Though he'd been acting for some time, anyone with any familiarity with Saxon's background would probably say that his breakout performance was alongside Bruce Lee in Enter The Dragon (1973), a film that has only grown as more and more viewers have discovering Lee's work after the martial artist's untimely demise. Saxon held his own against Lee and Jim Kelly, both budding Thespians at best to John's early mastery of that craft. But -- truth be told -- Saxon was also a Black Belt in Karate, so one could argue he more than others were perfectly cast in the feature to help give Lee the support needed thematically and literally.
With a resume just shy of two hundred different productions under that Black Belt, he tackled every genre imaginable, and it looks like he was willing to try anything to hone his craft.
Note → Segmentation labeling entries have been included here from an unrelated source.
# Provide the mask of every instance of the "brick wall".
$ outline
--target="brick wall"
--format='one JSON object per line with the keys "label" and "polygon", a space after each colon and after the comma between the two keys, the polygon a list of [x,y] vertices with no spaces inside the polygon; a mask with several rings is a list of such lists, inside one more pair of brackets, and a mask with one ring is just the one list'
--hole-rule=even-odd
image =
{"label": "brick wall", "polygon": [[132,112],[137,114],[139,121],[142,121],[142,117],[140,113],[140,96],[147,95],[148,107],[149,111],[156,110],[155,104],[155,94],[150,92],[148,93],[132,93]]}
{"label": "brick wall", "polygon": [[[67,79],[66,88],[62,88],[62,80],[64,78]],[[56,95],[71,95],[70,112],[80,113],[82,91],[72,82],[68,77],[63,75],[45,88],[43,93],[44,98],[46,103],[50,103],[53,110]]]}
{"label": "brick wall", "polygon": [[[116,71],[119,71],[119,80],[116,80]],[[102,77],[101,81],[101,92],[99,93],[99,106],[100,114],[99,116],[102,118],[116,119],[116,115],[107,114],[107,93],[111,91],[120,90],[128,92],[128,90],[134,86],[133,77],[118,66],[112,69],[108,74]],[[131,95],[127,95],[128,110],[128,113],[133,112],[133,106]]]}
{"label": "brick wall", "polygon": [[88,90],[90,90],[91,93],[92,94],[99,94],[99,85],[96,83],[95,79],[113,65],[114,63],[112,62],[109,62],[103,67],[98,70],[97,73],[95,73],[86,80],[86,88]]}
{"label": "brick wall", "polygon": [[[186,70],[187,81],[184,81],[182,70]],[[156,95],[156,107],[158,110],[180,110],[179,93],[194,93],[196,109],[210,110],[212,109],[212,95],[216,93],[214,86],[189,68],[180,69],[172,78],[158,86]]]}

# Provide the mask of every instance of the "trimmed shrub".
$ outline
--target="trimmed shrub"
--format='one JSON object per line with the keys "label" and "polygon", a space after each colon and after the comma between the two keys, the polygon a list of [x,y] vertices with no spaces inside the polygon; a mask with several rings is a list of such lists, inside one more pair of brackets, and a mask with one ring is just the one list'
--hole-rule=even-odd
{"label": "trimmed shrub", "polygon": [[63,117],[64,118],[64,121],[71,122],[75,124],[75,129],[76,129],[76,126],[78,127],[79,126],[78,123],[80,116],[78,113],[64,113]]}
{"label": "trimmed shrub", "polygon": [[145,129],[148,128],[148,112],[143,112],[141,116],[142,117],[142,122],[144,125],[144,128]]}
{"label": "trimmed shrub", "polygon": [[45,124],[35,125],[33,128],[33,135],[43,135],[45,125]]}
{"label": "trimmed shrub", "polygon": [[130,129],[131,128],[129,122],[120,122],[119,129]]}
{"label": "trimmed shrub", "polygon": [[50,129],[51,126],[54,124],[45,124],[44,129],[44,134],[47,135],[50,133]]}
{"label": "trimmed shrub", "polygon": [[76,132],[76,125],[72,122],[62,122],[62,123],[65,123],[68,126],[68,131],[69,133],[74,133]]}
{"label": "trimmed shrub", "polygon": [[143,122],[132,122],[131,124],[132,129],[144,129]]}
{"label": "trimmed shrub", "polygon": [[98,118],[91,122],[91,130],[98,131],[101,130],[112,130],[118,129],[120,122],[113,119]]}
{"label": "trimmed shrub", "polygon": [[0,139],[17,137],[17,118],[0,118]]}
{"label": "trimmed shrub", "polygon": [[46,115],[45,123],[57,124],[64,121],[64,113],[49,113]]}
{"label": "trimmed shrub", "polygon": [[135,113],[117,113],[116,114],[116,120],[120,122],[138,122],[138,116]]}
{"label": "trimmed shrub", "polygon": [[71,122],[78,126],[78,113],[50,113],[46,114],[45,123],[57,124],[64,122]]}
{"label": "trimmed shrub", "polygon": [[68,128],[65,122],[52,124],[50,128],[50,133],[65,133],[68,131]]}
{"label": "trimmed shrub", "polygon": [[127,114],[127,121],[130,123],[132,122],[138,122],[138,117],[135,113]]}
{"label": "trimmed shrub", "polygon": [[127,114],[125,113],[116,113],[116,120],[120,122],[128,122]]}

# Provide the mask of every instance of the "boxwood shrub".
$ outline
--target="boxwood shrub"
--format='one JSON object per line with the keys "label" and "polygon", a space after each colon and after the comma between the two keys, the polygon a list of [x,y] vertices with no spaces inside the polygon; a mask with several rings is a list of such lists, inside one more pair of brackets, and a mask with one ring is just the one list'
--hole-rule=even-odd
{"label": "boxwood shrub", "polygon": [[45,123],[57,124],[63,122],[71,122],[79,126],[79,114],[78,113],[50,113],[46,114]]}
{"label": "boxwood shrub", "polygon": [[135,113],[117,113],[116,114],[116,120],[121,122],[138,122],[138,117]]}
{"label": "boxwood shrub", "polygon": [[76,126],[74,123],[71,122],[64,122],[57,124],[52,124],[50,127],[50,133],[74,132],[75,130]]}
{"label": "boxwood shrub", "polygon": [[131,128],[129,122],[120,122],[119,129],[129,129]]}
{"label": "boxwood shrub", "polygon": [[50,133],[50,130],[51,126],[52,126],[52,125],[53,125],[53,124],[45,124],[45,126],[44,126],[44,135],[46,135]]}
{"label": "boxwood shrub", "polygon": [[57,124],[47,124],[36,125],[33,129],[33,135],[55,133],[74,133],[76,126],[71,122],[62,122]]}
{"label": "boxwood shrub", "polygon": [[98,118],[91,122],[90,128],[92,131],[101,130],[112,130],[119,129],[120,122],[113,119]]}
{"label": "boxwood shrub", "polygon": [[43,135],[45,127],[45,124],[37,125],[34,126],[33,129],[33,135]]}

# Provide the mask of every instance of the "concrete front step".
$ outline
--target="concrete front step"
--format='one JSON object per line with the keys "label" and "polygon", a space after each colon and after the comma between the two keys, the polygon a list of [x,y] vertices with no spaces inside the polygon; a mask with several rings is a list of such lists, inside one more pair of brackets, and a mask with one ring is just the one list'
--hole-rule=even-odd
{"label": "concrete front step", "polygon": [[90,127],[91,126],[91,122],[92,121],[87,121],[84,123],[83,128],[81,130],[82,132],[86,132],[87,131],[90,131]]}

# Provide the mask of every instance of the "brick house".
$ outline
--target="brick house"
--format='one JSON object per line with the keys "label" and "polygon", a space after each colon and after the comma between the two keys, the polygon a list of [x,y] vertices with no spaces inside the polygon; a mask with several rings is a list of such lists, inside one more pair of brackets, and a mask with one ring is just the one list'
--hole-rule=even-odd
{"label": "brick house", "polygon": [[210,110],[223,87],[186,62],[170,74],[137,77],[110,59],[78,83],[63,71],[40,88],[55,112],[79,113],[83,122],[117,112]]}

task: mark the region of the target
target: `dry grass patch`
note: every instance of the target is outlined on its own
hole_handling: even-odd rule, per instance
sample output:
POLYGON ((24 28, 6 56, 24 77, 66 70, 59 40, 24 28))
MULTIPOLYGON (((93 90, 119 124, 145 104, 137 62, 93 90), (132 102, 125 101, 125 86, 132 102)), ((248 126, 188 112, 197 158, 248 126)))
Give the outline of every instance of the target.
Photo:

As tends to happen as actors age, John ended up for a time being cast largely as a 'heavy' (or the villain), but I'd argue that's because he knew a thing or two about convincing an audience as to the seriousness of even his wildest machinations, a skill that deserves the depth of cunning only a true actor can capture. Sure, maybe he never played Santa Claus, but that's only because Santa Claus didn't have the skills to take over the world.
Genre fans? Well, buckle up ...
He contributed to such projects in his lifetime as Blood Beast From Outer Space (1965), Queen Of Blood (1966), Irwin Allen's The Time Tunnel, Gene Roddenberry's Planet Earth (1974), Strange New World (1975), The Six Million Dollar Man, The Bionic Woman, TV's Wonder Woman, The Fantastic Journey, Roger Corman's Battle Beyond The Stars (1980), Blood Beach (1980), Prisoners Of The Lost Universe (1983), the afore-mentioned A Nightmare On Elm Street (1984), Hands Of Steel (1986), A Nightmare On Elm Street 3: Dream Warriors (1987), My Mom's A Werewolf (1989), The Ray Bradbury Theater, Monsters, Wes Craven's New Nightmare (1994), From Dusk Till Dawn (1996), Lancelot: Guardian Of Time (1997), and War Wolves (2009).
And his work was not without accolades. Though these were largely bookends to his career (he experienced nominations and wins near the start and toward the end of his professional time), I prefer to think that voters saw his raw potential early on, and -- though they lost sight of him as he built an incredible body of work through the 1970's, 80's, and beyond -- they rediscovered his greatness in his golden years.
Alas, none of us last forever, but we'll always have film to remember him by.
As always, thanks for reading ... and may he rest in peace.